Draupadi shivered. Quintus offered her the Eagle to carry, but she shook her head.
"They are out there. Do you feel them?" she whispered.
"Who?" he asked. Black Naacals? By now they would have attacked, seeking to destroy the remnants of the Romans' and Ch'ins' failing strength.
"Not them. Hush. Wait."
Quintus obeyed. And after awhile, up in the rocks, pinpoints of light winked into tremulous light, strengthened, and resolved themselves into flames that bobbed as if their bearers walked slowly and reluctantly down to the waiting soldiers.
Then the lights stopped. And waited.
28
Metal rasped behind Quintus, and the line of men drew up, curved, and moved out to flank and protect him.
"Archers," Ssu-ma Chao ordered. Even shooting into the dark, a volley of arrows might take out a number of... of whatever laired in that forbidding tumble of rock up ahead. To that extent, the Ch'in officer's command made sense.
Arrows whined and buzzed like some ferocious beehive, struck with a spear in midsummer. A man screamed and died, blood running from his mouth. Drona, teacher to warriors and princes, had died thus, Quintus thought—or was it Arjuna, speaking into his memories?
The trouble was, a volley of arrows would kill some but anger and disperse the others. The wisest policy would be to follow them up into the rocks—but not by night.
Quintus shook his head. "Testudo," he ordered. "Make ready. And make sure that you bring the men of Ch'in into it." They were not trained for such close combat order, but they were allies: and he could hope that this new enemy had not seen such a defense before.
Overhead, the Eagle's light gleamed, a brighter, tinier moon: as above, so below. Quintus thought he could see figures moving down from the heights, their eyes wide, their mouths open, their backs stiff almost as if they forced themselves along. Like the Romans, had they learned to fear newcomers?
"Draupadi, you go to the rear," Quintus gave the shoulder he held a gentle pressure.
"You will need..." she began.
Ganesha pushed forward past the Legionaries. "Do not fight," he commanded. "Do not so much as move." So absolute was the authority in his voice, so impressive was he in his wrinkled Naacal's robe, that Quintus's hand fell from his sword. He raised a hand, holding the men in their places before they could raise their shields to form the tortoise defense that would protect them from a flight of arrows.
The old man smoothed out his robe, otherwise untouched by the ever-present hardships and dust of the desert. It bore gold embroidery that shone in the light of moon and Eagle. "Come with me, Draupadi," he said. "We must welcome them."
"Are you mad?" Quintus rounded on the old man with a snarl. One moment, Ganesha had leaned gasping against the rocks; at the next, he was likely to throw lives away.

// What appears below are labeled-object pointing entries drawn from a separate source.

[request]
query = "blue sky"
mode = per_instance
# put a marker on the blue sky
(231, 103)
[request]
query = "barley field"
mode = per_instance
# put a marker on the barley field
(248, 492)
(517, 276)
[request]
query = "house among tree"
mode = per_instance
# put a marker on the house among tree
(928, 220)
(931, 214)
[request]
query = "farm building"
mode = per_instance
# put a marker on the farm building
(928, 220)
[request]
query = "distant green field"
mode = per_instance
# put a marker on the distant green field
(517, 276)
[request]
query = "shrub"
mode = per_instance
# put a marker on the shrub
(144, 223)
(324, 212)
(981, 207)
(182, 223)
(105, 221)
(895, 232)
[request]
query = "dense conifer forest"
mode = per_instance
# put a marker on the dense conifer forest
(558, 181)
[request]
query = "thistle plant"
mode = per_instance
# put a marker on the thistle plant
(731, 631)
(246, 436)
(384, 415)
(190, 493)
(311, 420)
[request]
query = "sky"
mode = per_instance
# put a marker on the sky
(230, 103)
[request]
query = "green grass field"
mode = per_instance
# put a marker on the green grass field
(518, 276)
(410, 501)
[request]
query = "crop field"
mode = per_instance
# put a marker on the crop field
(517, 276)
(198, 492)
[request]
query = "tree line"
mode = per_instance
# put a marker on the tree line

"Are you? We have tracked the Black Naacals to their lair. These—" he gestured at the rocks with their pinpoint torches, steady now, "—have not attacked us as the Black Naacals surely would have done. Therefore, it is not they, perhaps, who are our enemies—"
"They could be spies—" Ssu-ma Chao suggested.
"Or they could be souls in torment!" Draupadi flared. "At the Stone Tower, you know what you saw. You saw what the Dark Ones do. Terror and suffering are their servants, but they have human slaves as well."
"And what is to stop these men slaying us to please their masters?" Lucilius sneered.
Ganesha shook his head. "What stops any slave from turning on his master? Fear. And what gives a man the strength to turn against the master who abuses him? A greater fear, perhaps; aye, or a vision of courage beyond anything such a man has dared to dream."
There had been a road and lining the road crosses, each bearing the tortured body of a man, his chest heaving or too still, his legs broken, and his face blackened from lack of air. Gladiators. Had they seen Spartacus as a greater fear or the image of a type of courage that they, fighters though they were, had never aspired to?